Mon 27 May 2019:
Police suspect a splinter group of Maoist rebels that opposes the government for arresting its supporters
Four people were killed and seven wounded on Sunday in three explosions in the Nepalese capital. Police said they suspected a Maoist splinter group was responsible for the blasts in Kathmandu. “Three people were killed on the spot and the fourth one died while undergoing treatment at a hospital,” police spokesman Shyam Lal Gyawali said. One person was killed in an explosion inside a house in the Ghattekulo residential area in the heart of the city.

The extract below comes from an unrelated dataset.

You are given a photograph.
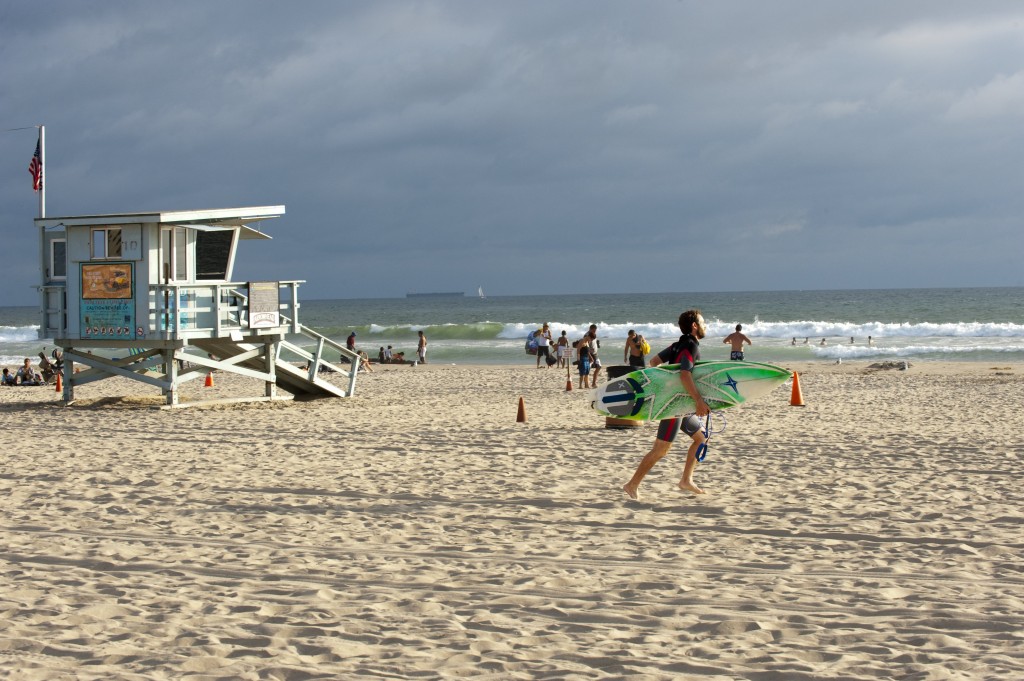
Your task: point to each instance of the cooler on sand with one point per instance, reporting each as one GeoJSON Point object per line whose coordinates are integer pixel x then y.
{"type": "Point", "coordinates": [611, 422]}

“I heard a big noise and rushed to the spot to find the walls of a house had cracked due to the impact of the blast,” student Govinda Bhandari, 17, said at the site of the first explosion. The second blast took place near a hairdresser’s salon in the Sukedhara area on the outskirts of the city, where three people were killed. The third blast, a crude device, went off near a brick kiln in the Thankot area of Kathmandu, injuring two people, police said. All of the seven injured people were taken to hospital. The second blast shattered the door and window panes of the shop and the area had been sealed off by the army.
Mr Gyawali said police suspected the blasts might have been the work of a splinter group of Maoist rebels who were opposed to the government for arresting its supporters. “A pamphlet from the group has been found at the site of the first blast,” he said. The house was used to make improvised or crude explosive devices by activists from the group, Mr Gyawali said. One of the injured was a supporter. Nepal emerged from a decade-long Maoist civil war in 2006 and the main group of the former rebels has joined the party that runs the government. The breakaway group carried out a similar blast in Kathmandu in February, in which one person was killed and two were wounded. No one has claimed responsibility for Sunday’s explosions.